How does the socket API accept() function work?
Asked Answered
C

4

144

The socket API is the de-facto standard for TCP/IP and UDP/IP communications (that is, networking code as we know it). However, one of its core functions, accept() is a bit magical.

To borrow a semi-formal definition:

accept() is used on the server side. It accepts a received incoming attempt to create a new TCP connection from the remote client, and creates a new socket associated with the socket address pair of this connection.

In other words, accept returns a new socket through which the server can communicate with the newly connected client. The old socket (on which accept was called) stays open, on the same port, listening for new connections.

How does accept work? How is it implemented? There's a lot of confusion on this topic. Many people claim accept opens a new port and you communicate with the client through it. But this obviously isn't true, as no new port is opened. You actually can communicate through the same port with different clients, but how? When several threads call recv on the same port, how does the data know where to go?

I guess it's something along the lines of the client's address being associated with a socket descriptor, and whenever data comes through recv it's routed to the correct socket, but I'm not sure.

It'd be great to get a thorough explanation of the inner-workings of this mechanism.

Catalonia answered 28/1, 2009 at 19:47 Comment(3)
so for every client request, a brand NEW socket connection at server end is opened. The server must be open at 80 always to listen for incoming calls. If it receives a call, it then immediately creates a NEW socket with the four tuples as mentioned below, which will make a TCP connection between client and server. Is my understanding correct?Toinette
This is a very fundamental question and I was recently tested on this in an interview: #24872327 If you have any comments on this, please postToinette
@brainstorm Only if you completely ignore the existence of HTTP keep-alive.Incidental
M
163

Your confusion lies in thinking that a socket is identified by Server IP : Server Port. When in actuality, sockets are uniquely identified by a quartet of information:

Client IP : Client Port and Server IP : Server Port

So while the Server IP and Server Port are constant in all accepted connections, the client side information is what allows it to keep track of where everything is going.

Example to clarify things:

Say we have a server at 192.168.1.1:80 and two clients, 10.0.0.1 and 10.0.0.2.
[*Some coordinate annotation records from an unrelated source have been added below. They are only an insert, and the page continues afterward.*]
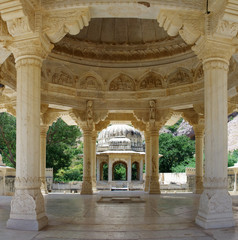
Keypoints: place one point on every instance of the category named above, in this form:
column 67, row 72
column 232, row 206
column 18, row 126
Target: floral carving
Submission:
column 63, row 78
column 151, row 81
column 122, row 83
column 181, row 76
column 91, row 82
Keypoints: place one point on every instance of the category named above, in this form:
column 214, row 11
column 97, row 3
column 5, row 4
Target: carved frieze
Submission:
column 179, row 77
column 151, row 81
column 122, row 83
column 63, row 78
column 90, row 83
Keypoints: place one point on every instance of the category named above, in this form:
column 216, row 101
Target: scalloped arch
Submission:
column 121, row 82
column 91, row 81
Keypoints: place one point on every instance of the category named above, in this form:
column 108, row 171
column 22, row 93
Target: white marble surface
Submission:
column 73, row 216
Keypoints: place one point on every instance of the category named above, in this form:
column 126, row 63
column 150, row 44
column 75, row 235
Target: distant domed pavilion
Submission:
column 120, row 144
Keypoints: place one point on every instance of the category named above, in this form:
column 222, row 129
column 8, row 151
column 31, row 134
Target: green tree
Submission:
column 62, row 145
column 232, row 158
column 8, row 139
column 120, row 172
column 175, row 150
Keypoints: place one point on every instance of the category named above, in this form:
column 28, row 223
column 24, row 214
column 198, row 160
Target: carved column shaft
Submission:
column 87, row 162
column 141, row 169
column 43, row 134
column 129, row 169
column 110, row 170
column 154, row 141
column 27, row 208
column 94, row 138
column 147, row 160
column 215, row 208
column 199, row 136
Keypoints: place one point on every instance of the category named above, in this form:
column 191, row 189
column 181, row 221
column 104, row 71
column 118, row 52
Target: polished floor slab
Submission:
column 166, row 216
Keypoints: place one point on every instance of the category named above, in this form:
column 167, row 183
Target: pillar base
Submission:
column 215, row 209
column 43, row 188
column 147, row 184
column 199, row 185
column 27, row 225
column 86, row 188
column 154, row 188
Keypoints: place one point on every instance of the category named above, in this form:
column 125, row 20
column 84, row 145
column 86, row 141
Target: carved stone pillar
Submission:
column 94, row 138
column 98, row 170
column 27, row 207
column 87, row 162
column 215, row 209
column 141, row 169
column 199, row 136
column 110, row 170
column 129, row 169
column 43, row 134
column 154, row 148
column 147, row 161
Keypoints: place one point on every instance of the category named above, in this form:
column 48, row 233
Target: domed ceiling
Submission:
column 121, row 40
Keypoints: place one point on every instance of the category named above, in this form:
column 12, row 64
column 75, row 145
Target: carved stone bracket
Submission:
column 56, row 24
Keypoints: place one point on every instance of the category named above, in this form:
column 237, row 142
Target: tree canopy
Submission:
column 8, row 138
column 62, row 145
column 176, row 150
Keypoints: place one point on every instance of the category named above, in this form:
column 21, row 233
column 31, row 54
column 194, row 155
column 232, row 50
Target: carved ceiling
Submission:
column 121, row 40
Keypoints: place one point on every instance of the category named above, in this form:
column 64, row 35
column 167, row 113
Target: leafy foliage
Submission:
column 232, row 158
column 134, row 171
column 175, row 127
column 175, row 150
column 105, row 172
column 182, row 166
column 62, row 145
column 74, row 173
column 8, row 139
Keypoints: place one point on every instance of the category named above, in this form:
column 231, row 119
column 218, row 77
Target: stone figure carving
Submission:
column 152, row 110
column 122, row 83
column 89, row 111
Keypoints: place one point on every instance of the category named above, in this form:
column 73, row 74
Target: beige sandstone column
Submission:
column 199, row 136
column 87, row 162
column 129, row 169
column 94, row 138
column 154, row 149
column 98, row 170
column 141, row 169
column 27, row 207
column 215, row 208
column 43, row 134
column 110, row 170
column 147, row 161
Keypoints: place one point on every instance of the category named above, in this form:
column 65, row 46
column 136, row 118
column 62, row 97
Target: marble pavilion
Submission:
column 144, row 62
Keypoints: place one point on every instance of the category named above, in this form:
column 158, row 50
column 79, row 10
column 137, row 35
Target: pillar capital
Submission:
column 30, row 51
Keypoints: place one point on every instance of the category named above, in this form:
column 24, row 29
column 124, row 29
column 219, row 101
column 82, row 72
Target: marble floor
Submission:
column 72, row 216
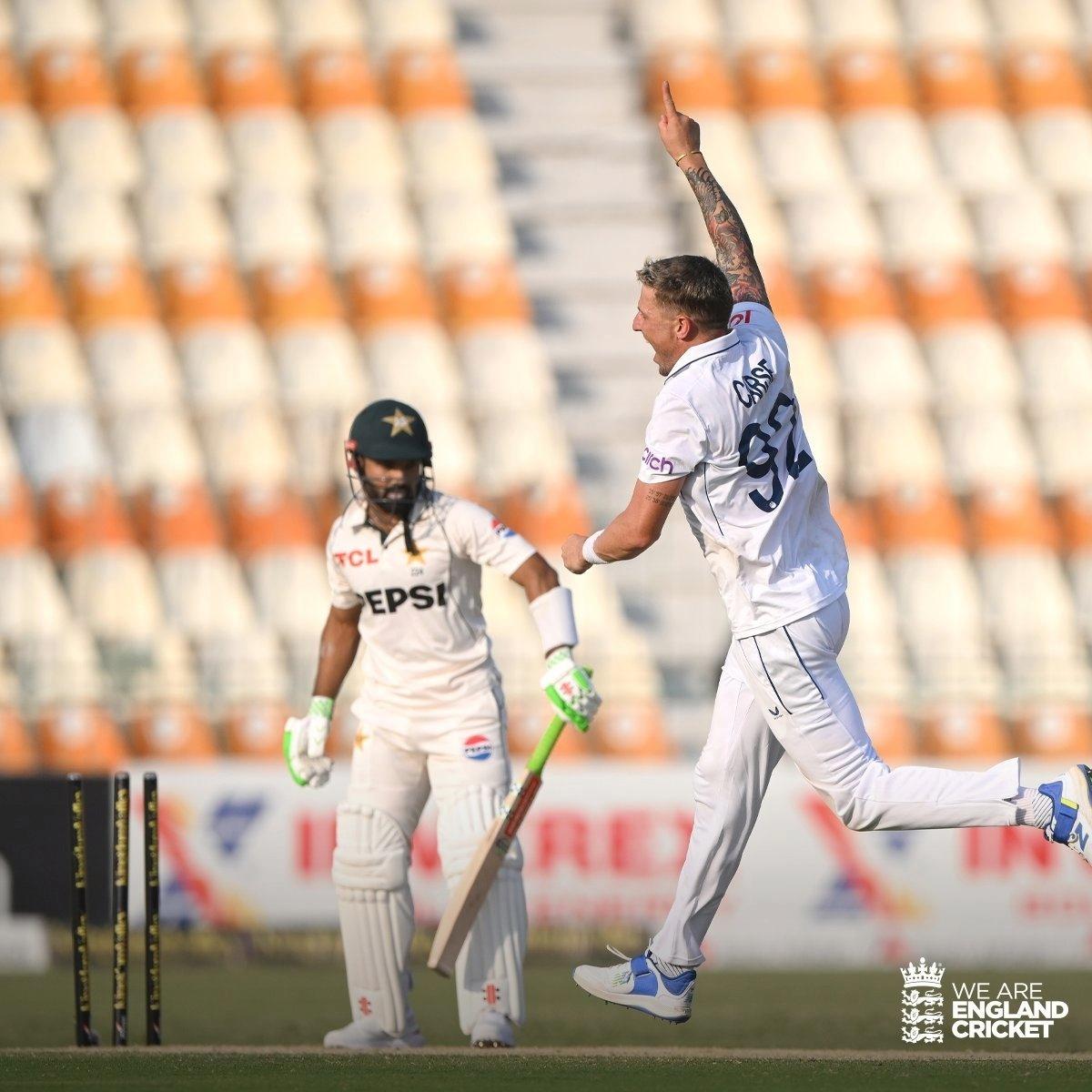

10.0.0.1 opens a connection on local port 1234 and connects to the server. Now the server has one socket identified as follows:

10.0.0.1:1234 - 192.168.1.1:80  

Now 10.0.0.2 opens a connection on local port 5678 and connects to the server. Now the server has two sockets identified as follows:

10.0.0.1:1234 - 192.168.1.1:80  
10.0.0.2:5678 - 192.168.1.1:80
Mustachio answered 28/1, 2009 at 19:51 Comment(13)
Does the TCP/IP (which is it, btw?) tag the address-port pair in some way, hashing it into the socket to which to transfer the data for it?Catalonia
I don't know the implementation details (which probably vary from platform to platform), I just know that conceptually the sockets are identified by the quartet of information I described.Mustachio
Do you have any reference on this?Wryneck
Random question: What happens if NAT is being used, and two clients on the same network attempt to use the same local port when connecting to the server? For instance, if 10.0.0.1 and 10.0.0.2 are both connected to a router with an external IP of 192.168.0.1, so the server at 192.168.1.1 sees two connections from 192.168.0.1. What happens in that case if by some fluke of the random-number-generator both 10.0.0.1 and 10.0.0.2 choose the same local port?Dray
The NAT support in the router takes care of the details there. The network traffic is actually going over two connections - client to router, and router to server. The router makes the outgoing connections on two different ports 192.168.0.1:1234 and 192.168.0.1:5678. The incoming traffic is then redirected by the router to the correct client.Mustachio
@EliBendersky - "Which is it?" Both. Transfer Control Protocol is an application of Internet Protocol. They are at different levels of abstraction. When written as "TCP-IP", TCP is customarily interpreted as referring to the socket based connection protocol. Strictly, TCP encompasses all the transfer control protocols such as FTP, HTTP, SMTP, ICMP, UDP etc, even though most of these are applications of socket connections. Any of the TCPs could be implemented on some other packet protocol, and Netware in fact implemented several over IPX.Opalescent
@PeterWone: by "which is it", I meant to ask whether the address-port tagging is done on the TCP level or on the IP level.Catalonia
@EliBendersky TCP ports only exist at the TCP level.Incidental
If a socket is identified by the quartet, what is quartet information of a listening socket?Waldrop
@EricZheng That is likely implementation dependent. If I run 'netstat -a' on my windows box, the foreign address for sockets in the listening state are all localMachineName:0Mustachio
@17of26 For me, it is a wildcard address. So for a listening socket, it seems the dst addr and dst port are not quite important, it can be any address and any port. Once accept return and set up a connection, a new socket is created, with a very specific dst addr and dst port, maybe src addr becomes specific as well if the previous socket is listening on any address.Waldrop
@EricZheng The remote address and port of a listening socket are meaningless and undefined. And it certainly isn't 'implementation-dependent'.Incidental
@EricZheng Sockets are not identified by the quartet. TCP connections are.Handshake
H
87

Just to add to the answer given by user "17 of 26"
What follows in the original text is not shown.